Remediate risky sharing before it spreads

Once you find risky access, move fast. Waiting for the next review cycle leaves the same exposure open.

  • Remove Anyone links from sites that hold confidential data.
  • Reduce tenant sharing to the least permissive setting that still supports the business.
  • Revoke stale guest accounts and confirm they no longer have access.
  • Replace old links with new ones that expire.
  • Review site owners and make sure each high-risk site has one accountable person.
  • Apply or correct sensitivity labels on sites with regulated or personal data.
  • Add DLP rules for content that should never be shared outside the company.
  • Set expiration for guest access and sharing links where the business allows it.
  • Document every approved exception with a review date.

If the audit shows repeated issues across regulated sites, or if ownership is split across too many teams, Book a Discovery Call with Bud Consulting. A short review can help you separate policy gaps from process gaps.

The best remediation is boring. It removes old access, trims broad sharing, and gives each site a clear owner. That is what lowers exposure over time.

Conclusion

A strong SharePoint external sharing audit does not stop at a settings page. It connects the allowed sharing rules, the guest accounts, the actual sharing events, and the sensitivity of the files themselves.

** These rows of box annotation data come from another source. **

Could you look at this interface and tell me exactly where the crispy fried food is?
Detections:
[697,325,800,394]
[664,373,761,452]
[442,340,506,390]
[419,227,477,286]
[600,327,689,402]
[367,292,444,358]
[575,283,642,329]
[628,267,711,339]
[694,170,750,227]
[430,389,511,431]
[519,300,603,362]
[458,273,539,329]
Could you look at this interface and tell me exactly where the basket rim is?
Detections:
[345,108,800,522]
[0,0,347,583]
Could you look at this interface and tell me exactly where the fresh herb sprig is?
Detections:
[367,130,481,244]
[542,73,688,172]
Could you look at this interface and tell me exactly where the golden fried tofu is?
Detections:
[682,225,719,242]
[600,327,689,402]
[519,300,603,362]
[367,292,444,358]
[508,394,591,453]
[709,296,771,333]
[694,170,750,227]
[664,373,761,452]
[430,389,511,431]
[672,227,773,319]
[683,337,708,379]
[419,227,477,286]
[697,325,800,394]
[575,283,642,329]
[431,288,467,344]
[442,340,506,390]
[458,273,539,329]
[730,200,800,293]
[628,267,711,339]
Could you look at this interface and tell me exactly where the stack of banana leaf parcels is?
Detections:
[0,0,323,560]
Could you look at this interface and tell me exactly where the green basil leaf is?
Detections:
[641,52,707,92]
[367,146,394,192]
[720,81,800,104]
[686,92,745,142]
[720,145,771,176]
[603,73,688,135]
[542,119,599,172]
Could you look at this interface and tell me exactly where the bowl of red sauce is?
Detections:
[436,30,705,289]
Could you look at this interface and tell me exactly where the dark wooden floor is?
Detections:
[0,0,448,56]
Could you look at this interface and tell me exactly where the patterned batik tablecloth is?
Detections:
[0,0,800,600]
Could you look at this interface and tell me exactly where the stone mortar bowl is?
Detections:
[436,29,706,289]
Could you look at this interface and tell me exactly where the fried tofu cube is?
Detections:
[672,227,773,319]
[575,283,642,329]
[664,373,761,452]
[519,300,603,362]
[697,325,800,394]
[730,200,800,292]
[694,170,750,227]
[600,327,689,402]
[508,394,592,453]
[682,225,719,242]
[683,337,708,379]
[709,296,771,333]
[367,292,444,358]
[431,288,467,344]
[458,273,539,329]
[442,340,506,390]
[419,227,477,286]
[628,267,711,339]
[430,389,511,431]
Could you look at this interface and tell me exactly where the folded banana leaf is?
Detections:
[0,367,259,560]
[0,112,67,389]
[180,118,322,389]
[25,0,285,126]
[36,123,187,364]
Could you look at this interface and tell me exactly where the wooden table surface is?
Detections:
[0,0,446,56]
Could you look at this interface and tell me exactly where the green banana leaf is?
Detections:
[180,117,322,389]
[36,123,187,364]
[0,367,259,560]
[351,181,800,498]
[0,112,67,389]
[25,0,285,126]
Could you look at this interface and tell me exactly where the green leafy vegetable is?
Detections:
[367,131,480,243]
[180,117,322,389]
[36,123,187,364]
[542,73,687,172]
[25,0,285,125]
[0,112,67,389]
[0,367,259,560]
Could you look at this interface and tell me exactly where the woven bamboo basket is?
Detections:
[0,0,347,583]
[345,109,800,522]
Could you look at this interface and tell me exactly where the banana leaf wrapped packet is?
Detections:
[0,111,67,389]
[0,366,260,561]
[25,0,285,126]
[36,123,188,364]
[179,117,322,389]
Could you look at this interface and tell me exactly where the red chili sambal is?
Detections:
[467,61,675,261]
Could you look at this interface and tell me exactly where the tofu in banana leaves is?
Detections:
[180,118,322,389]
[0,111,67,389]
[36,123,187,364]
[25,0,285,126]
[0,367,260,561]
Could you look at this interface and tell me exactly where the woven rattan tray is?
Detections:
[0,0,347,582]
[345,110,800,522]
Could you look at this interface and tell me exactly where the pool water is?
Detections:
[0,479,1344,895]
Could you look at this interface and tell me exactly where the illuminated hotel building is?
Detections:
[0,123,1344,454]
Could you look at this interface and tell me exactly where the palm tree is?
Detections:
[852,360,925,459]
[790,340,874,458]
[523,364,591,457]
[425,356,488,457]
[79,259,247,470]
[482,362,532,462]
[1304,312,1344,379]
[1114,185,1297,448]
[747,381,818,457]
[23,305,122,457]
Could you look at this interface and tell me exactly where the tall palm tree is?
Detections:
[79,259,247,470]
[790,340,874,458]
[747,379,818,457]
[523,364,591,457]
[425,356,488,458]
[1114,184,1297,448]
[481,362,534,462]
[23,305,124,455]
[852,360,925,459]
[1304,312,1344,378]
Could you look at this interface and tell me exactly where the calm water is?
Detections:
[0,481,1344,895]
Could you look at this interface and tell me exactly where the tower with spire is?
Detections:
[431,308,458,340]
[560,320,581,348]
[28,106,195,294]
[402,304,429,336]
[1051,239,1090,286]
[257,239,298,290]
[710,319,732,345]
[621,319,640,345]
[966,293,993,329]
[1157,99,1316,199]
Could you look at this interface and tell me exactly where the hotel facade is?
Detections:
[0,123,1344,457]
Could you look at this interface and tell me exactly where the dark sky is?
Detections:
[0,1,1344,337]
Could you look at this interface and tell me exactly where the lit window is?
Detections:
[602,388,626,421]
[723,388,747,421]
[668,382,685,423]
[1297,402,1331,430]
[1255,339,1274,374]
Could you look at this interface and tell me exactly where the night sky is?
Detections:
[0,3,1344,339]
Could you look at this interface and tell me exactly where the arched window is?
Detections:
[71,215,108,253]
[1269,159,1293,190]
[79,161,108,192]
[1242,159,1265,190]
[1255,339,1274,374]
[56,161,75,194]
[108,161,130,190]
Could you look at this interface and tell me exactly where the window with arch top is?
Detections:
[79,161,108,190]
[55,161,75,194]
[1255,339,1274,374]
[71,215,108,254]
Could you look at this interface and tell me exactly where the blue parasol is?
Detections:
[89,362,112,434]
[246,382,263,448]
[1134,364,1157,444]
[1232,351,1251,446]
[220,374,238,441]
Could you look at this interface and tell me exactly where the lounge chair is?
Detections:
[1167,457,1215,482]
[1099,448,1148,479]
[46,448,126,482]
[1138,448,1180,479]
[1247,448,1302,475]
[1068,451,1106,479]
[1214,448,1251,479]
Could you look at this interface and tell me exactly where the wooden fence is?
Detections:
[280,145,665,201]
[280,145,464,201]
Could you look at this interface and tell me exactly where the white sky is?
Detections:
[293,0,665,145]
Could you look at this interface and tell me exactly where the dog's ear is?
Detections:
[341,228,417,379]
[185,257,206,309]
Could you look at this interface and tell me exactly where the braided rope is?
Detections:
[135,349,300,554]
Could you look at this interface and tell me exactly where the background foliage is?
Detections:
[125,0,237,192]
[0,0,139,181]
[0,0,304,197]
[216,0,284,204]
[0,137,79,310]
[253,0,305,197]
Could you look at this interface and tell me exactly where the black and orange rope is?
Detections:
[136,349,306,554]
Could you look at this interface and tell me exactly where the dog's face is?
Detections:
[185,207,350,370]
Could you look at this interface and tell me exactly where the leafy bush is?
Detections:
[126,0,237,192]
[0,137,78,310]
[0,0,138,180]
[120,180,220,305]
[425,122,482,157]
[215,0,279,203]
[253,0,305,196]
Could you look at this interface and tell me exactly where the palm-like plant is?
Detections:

That is the full picture you need in 2026. If a site still allows broad links, stale guests, or unlabeled sensitive files, the risk is already there. The job is to find it before someone outside the company does.

FAQ

How often should you audit SharePoint external sharing?

Do a full review at least quarterly. High-risk sites, such as HR, finance, legal, and customer data sites, should get monthly checks.

What is the biggest red flag in a SharePoint audit?

An Anyone link on a site that contains sensitive data is the clearest red flag. Stale guest accounts are another major issue.

Can Microsoft Purview show anonymous sharing activity?

Yes. Purview audit logs can show sharing events, including anonymous link creation and secure link activity. Use site, user, and time filters to narrow the search.

What should you fix first after finding risky sharing?

Remove exposed links, revoke stale guest access, and tighten site sharing settings. After that, apply labels and DLP so the same issue does not return.